Boston Properties was an active seller toward the end of the last real estate cycle, selling trophy office towers like 280 Park Avenue for $1.2 billion in 2006 and 5 Times Square for $1.3 billion in 2007.
But don’t expect the real estate investment trust to put any of its prime assets on the block anytime soon.
“We have been more reticent market-timer-sellers of our high quality assets this cycle,” CEO Owen Thomas said during his keynote address Thursday morning at the NYU Schack Institute of Real Estate’s annual REIT symposium.
Instead of cycling capital through selling and buying office properties, the company is adopting a strategy of selling partial stakes – such as the 45 percent interest in a trio of buildings it sold to Norges Bank in 2014 for $1.5 billion – and pumping that capital into new construction.
“Almost all our new investment is coming in development versus acquisition,” he added.
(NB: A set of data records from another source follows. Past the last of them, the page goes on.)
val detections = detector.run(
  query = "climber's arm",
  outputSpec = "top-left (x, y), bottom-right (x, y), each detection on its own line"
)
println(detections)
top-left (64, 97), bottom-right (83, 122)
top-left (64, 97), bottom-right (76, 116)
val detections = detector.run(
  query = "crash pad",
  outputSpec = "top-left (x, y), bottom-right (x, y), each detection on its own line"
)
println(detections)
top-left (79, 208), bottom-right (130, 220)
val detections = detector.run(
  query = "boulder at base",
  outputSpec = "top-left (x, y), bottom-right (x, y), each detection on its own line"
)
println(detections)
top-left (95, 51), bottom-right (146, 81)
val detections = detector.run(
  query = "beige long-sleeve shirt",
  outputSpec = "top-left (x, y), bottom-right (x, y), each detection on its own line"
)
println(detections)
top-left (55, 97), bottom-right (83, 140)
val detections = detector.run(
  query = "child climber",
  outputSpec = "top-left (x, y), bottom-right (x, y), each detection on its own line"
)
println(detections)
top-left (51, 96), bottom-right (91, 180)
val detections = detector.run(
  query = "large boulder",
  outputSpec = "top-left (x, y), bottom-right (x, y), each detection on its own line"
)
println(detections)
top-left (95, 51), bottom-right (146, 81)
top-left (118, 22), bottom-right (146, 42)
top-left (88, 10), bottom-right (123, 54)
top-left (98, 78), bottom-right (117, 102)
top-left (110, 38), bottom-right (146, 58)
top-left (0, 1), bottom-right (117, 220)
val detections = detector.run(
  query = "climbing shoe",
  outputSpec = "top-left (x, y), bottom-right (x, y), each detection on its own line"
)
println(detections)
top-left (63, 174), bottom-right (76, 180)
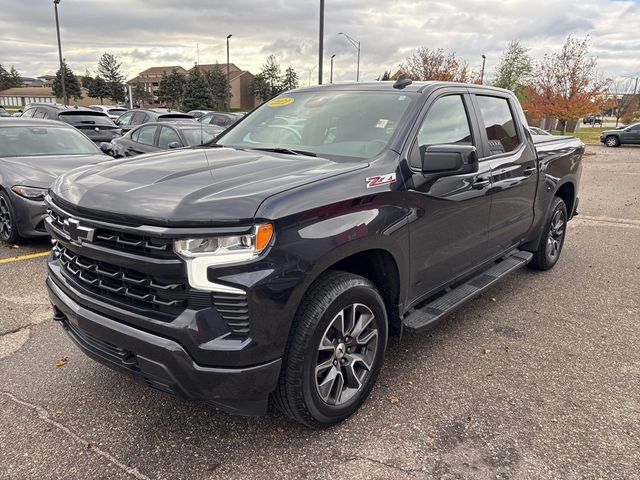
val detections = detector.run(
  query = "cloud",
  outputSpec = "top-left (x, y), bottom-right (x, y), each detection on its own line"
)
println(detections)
top-left (0, 0), bottom-right (639, 85)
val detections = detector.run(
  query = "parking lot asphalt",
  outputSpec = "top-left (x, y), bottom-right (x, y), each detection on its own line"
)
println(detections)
top-left (1, 145), bottom-right (639, 480)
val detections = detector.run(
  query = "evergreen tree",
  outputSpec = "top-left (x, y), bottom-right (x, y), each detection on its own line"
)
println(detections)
top-left (262, 55), bottom-right (283, 95)
top-left (97, 52), bottom-right (126, 102)
top-left (88, 76), bottom-right (111, 104)
top-left (182, 66), bottom-right (214, 111)
top-left (157, 68), bottom-right (186, 109)
top-left (380, 70), bottom-right (391, 81)
top-left (204, 63), bottom-right (230, 110)
top-left (52, 61), bottom-right (83, 100)
top-left (0, 64), bottom-right (22, 90)
top-left (250, 73), bottom-right (271, 102)
top-left (132, 83), bottom-right (152, 107)
top-left (281, 66), bottom-right (299, 91)
top-left (81, 70), bottom-right (94, 89)
top-left (492, 40), bottom-right (533, 101)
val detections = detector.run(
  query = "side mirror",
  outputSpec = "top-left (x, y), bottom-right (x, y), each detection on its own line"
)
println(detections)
top-left (167, 141), bottom-right (181, 149)
top-left (100, 142), bottom-right (113, 154)
top-left (421, 144), bottom-right (478, 175)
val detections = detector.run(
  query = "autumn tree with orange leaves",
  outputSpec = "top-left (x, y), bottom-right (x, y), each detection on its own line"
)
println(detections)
top-left (400, 47), bottom-right (475, 83)
top-left (523, 36), bottom-right (609, 134)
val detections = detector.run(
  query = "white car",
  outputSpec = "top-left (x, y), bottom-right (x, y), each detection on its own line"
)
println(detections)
top-left (87, 105), bottom-right (128, 121)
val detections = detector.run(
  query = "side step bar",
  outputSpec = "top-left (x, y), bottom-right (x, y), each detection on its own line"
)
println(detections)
top-left (402, 250), bottom-right (533, 333)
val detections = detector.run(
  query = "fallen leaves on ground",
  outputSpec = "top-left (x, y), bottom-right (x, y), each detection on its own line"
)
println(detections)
top-left (389, 396), bottom-right (400, 405)
top-left (427, 430), bottom-right (438, 438)
top-left (55, 356), bottom-right (68, 367)
top-left (483, 348), bottom-right (492, 356)
top-left (9, 244), bottom-right (20, 249)
top-left (275, 425), bottom-right (285, 433)
top-left (52, 411), bottom-right (63, 418)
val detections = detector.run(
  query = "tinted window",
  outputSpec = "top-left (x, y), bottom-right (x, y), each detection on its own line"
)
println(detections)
top-left (476, 95), bottom-right (520, 155)
top-left (136, 125), bottom-right (158, 145)
top-left (21, 108), bottom-right (36, 118)
top-left (33, 108), bottom-right (47, 119)
top-left (416, 95), bottom-right (472, 150)
top-left (0, 126), bottom-right (100, 157)
top-left (132, 111), bottom-right (148, 124)
top-left (58, 113), bottom-right (114, 126)
top-left (158, 126), bottom-right (181, 148)
top-left (181, 128), bottom-right (218, 146)
top-left (108, 109), bottom-right (127, 117)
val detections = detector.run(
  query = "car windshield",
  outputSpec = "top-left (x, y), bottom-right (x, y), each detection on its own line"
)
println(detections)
top-left (59, 113), bottom-right (115, 126)
top-left (181, 128), bottom-right (219, 146)
top-left (0, 126), bottom-right (101, 157)
top-left (218, 90), bottom-right (416, 160)
top-left (107, 109), bottom-right (127, 116)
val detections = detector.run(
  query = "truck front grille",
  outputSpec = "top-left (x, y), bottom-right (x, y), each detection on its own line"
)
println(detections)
top-left (54, 244), bottom-right (187, 318)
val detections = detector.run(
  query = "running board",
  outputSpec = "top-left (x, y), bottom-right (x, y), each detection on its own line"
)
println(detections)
top-left (402, 250), bottom-right (533, 333)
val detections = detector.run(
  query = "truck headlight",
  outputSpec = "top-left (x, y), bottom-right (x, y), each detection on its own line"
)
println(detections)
top-left (174, 224), bottom-right (274, 291)
top-left (11, 185), bottom-right (48, 201)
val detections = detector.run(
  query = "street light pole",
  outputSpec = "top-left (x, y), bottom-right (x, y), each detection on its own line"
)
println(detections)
top-left (480, 54), bottom-right (486, 85)
top-left (330, 54), bottom-right (336, 84)
top-left (318, 0), bottom-right (324, 85)
top-left (53, 0), bottom-right (67, 106)
top-left (338, 32), bottom-right (361, 82)
top-left (226, 34), bottom-right (232, 111)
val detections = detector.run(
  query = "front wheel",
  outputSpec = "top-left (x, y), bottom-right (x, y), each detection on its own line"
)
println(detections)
top-left (528, 196), bottom-right (567, 271)
top-left (604, 136), bottom-right (620, 147)
top-left (273, 271), bottom-right (388, 427)
top-left (0, 191), bottom-right (21, 244)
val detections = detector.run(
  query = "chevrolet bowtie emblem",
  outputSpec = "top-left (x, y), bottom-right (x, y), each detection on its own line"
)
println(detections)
top-left (63, 218), bottom-right (95, 244)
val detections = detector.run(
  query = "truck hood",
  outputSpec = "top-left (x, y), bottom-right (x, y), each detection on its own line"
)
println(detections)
top-left (51, 147), bottom-right (367, 225)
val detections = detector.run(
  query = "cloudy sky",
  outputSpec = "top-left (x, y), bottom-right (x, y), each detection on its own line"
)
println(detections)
top-left (1, 0), bottom-right (639, 85)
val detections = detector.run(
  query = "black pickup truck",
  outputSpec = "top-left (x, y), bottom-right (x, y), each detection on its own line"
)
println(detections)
top-left (45, 81), bottom-right (583, 427)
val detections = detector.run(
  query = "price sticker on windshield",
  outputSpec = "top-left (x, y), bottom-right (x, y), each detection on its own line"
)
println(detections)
top-left (267, 97), bottom-right (294, 107)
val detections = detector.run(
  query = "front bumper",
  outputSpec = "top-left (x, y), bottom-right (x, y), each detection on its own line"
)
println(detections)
top-left (47, 274), bottom-right (282, 415)
top-left (11, 192), bottom-right (47, 238)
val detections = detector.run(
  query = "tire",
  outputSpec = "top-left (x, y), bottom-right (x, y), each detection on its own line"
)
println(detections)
top-left (0, 190), bottom-right (21, 244)
top-left (528, 196), bottom-right (568, 271)
top-left (273, 271), bottom-right (388, 428)
top-left (604, 136), bottom-right (620, 147)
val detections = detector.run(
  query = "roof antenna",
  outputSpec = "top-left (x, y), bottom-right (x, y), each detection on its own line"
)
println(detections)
top-left (393, 74), bottom-right (412, 89)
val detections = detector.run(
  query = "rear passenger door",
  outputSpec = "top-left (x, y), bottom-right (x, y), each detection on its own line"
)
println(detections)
top-left (470, 92), bottom-right (538, 256)
top-left (128, 125), bottom-right (159, 155)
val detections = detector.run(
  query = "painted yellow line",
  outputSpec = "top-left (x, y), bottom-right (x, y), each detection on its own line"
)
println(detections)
top-left (0, 251), bottom-right (50, 264)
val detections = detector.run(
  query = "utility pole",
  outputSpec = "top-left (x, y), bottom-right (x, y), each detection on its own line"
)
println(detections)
top-left (330, 54), bottom-right (336, 84)
top-left (318, 0), bottom-right (324, 85)
top-left (480, 54), bottom-right (486, 85)
top-left (226, 34), bottom-right (232, 111)
top-left (53, 0), bottom-right (67, 106)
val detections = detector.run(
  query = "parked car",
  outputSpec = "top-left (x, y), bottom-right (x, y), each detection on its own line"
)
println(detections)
top-left (87, 105), bottom-right (129, 121)
top-left (600, 122), bottom-right (640, 147)
top-left (529, 126), bottom-right (551, 136)
top-left (198, 111), bottom-right (241, 128)
top-left (19, 104), bottom-right (122, 143)
top-left (115, 108), bottom-right (196, 133)
top-left (583, 115), bottom-right (603, 126)
top-left (46, 81), bottom-right (583, 427)
top-left (0, 118), bottom-right (109, 243)
top-left (0, 105), bottom-right (11, 117)
top-left (186, 109), bottom-right (213, 119)
top-left (101, 122), bottom-right (224, 158)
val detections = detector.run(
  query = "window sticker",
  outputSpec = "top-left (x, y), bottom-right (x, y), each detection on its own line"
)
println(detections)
top-left (267, 97), bottom-right (294, 107)
top-left (376, 119), bottom-right (389, 129)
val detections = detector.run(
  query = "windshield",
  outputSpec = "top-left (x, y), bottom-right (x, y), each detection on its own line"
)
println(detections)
top-left (0, 126), bottom-right (101, 157)
top-left (107, 109), bottom-right (127, 116)
top-left (59, 113), bottom-right (115, 126)
top-left (218, 90), bottom-right (415, 160)
top-left (181, 128), bottom-right (219, 146)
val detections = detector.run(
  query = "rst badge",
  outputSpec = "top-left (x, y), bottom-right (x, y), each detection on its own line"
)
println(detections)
top-left (366, 173), bottom-right (397, 189)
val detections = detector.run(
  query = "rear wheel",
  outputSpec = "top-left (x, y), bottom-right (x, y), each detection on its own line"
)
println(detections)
top-left (528, 196), bottom-right (567, 271)
top-left (0, 191), bottom-right (20, 244)
top-left (604, 136), bottom-right (620, 147)
top-left (273, 271), bottom-right (388, 427)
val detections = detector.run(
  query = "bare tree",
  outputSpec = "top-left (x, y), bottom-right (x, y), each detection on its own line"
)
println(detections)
top-left (605, 77), bottom-right (639, 127)
top-left (400, 47), bottom-right (472, 83)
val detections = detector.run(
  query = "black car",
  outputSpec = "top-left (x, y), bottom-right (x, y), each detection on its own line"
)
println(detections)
top-left (101, 122), bottom-right (224, 158)
top-left (20, 104), bottom-right (122, 143)
top-left (198, 111), bottom-right (241, 128)
top-left (46, 81), bottom-right (584, 427)
top-left (115, 108), bottom-right (196, 133)
top-left (600, 122), bottom-right (640, 147)
top-left (583, 115), bottom-right (603, 126)
top-left (0, 118), bottom-right (108, 242)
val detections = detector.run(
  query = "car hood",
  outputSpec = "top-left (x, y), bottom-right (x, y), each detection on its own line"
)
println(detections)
top-left (1, 154), bottom-right (109, 188)
top-left (51, 147), bottom-right (367, 225)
Thomas – who took over the CEO job in 2013 and goes by the nickname “O.T.” – kicked off the 22nd annual symposium at the Pierre Hotel discussing Boston Properties’ transition from a “founder-led” business at a time of uncertainty, both for the real estate industry in general and REITs in particular.
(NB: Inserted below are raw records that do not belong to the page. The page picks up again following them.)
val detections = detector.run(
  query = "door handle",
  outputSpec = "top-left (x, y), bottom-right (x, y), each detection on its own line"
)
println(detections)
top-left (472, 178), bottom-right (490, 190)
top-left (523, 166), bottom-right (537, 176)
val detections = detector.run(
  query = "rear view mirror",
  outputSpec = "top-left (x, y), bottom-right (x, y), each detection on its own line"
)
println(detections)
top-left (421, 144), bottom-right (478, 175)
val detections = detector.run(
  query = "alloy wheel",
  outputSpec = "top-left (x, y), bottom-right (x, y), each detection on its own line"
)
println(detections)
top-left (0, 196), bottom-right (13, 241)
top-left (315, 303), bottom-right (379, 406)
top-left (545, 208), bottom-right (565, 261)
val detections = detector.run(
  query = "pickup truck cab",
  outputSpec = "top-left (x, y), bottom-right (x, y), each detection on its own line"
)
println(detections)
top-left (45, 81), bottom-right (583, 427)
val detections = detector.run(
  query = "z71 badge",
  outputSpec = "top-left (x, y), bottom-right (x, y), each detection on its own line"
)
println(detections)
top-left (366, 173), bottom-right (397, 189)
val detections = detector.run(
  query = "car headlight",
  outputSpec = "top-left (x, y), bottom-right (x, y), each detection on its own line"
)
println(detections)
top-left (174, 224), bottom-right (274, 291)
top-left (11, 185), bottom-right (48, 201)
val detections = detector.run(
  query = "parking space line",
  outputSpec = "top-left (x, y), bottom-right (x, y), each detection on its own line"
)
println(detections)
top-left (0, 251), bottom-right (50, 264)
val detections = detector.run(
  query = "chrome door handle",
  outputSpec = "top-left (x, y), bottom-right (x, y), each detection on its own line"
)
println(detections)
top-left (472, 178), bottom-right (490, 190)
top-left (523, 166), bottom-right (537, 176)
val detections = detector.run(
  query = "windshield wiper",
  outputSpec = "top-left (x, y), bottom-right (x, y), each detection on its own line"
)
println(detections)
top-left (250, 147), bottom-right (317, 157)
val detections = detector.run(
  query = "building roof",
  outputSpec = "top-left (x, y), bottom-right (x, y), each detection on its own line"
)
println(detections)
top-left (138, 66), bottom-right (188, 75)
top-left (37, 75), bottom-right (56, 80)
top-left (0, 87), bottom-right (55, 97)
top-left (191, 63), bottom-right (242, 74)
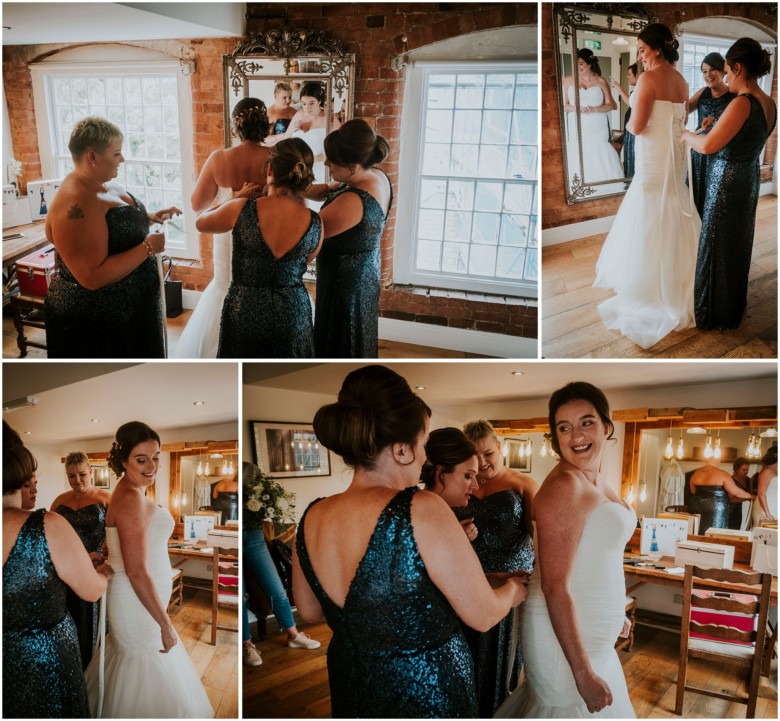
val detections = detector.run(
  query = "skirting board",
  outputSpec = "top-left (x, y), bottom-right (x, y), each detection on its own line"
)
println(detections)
top-left (378, 317), bottom-right (538, 358)
top-left (542, 182), bottom-right (775, 247)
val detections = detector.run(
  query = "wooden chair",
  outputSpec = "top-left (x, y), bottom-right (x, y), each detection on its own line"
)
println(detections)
top-left (675, 565), bottom-right (772, 718)
top-left (615, 596), bottom-right (638, 652)
top-left (211, 545), bottom-right (239, 645)
top-left (665, 505), bottom-right (688, 513)
top-left (168, 568), bottom-right (184, 613)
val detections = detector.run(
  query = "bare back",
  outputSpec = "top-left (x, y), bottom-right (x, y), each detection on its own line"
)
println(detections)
top-left (643, 64), bottom-right (688, 104)
top-left (690, 464), bottom-right (728, 490)
top-left (255, 195), bottom-right (316, 259)
top-left (212, 144), bottom-right (270, 191)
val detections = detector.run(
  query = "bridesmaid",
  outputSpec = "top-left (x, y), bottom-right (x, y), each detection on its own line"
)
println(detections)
top-left (196, 138), bottom-right (323, 358)
top-left (686, 53), bottom-right (735, 216)
top-left (610, 63), bottom-right (638, 178)
top-left (682, 38), bottom-right (777, 330)
top-left (51, 452), bottom-right (110, 669)
top-left (305, 119), bottom-right (393, 357)
top-left (689, 458), bottom-right (754, 532)
top-left (461, 419), bottom-right (537, 714)
top-left (267, 83), bottom-right (297, 135)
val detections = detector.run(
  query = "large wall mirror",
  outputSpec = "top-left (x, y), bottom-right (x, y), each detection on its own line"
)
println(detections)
top-left (223, 29), bottom-right (356, 183)
top-left (554, 3), bottom-right (655, 203)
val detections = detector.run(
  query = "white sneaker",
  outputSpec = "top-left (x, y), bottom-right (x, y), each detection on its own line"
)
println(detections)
top-left (287, 632), bottom-right (321, 650)
top-left (243, 642), bottom-right (263, 667)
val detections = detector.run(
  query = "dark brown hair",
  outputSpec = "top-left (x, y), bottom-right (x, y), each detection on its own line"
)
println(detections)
top-left (3, 443), bottom-right (37, 496)
top-left (732, 457), bottom-right (750, 472)
top-left (300, 82), bottom-right (325, 106)
top-left (108, 421), bottom-right (161, 476)
top-left (232, 98), bottom-right (270, 143)
top-left (726, 38), bottom-right (772, 79)
top-left (268, 137), bottom-right (315, 193)
top-left (421, 428), bottom-right (477, 490)
top-left (638, 23), bottom-right (679, 64)
top-left (577, 48), bottom-right (602, 76)
top-left (313, 365), bottom-right (431, 470)
top-left (324, 119), bottom-right (390, 169)
top-left (761, 445), bottom-right (778, 467)
top-left (547, 381), bottom-right (615, 456)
Thomas said that the strategy of buying low and selling high has become particularly difficult, so the company is instead focused on creating value through development.
Boston Properties had a deal in place to develop a new skyscraper on the site of the Metropolitan Transportation Authority’s Midtown headquarters near Grand Central Terminal, but plans appear to have fallen apart since officials last year questioned tax breaks being offered to the developer.
And the REIT is currently teaming up with Rudin Management to develop the 675,000-square-foot Dock 72 office building at the Brooklyn Navy Yard, which will be anchored by WeWork. In January they landed a $250 million construction loan for the project, which is expected to be completed next year.
Thomas added that uncertainty over policies coming out of Washington, D.C., and interest rate increases make it difficult to underwrite growth in the near term.
And when it comes to REITS, he said the industry is still waiting to see more dollars from general investors after S&P Down Jones last year created a new sector specifically for real estate.
“There was a view that this would create lots of flows into the REIT market, because generalist investors – not REIT dedicated investors – would have to get more market-weight in the real estate business,” Thomas said.
“Well, that has not happened,” he added. “At least so far, it hasn’t created significant or any fund flows into public real estate.”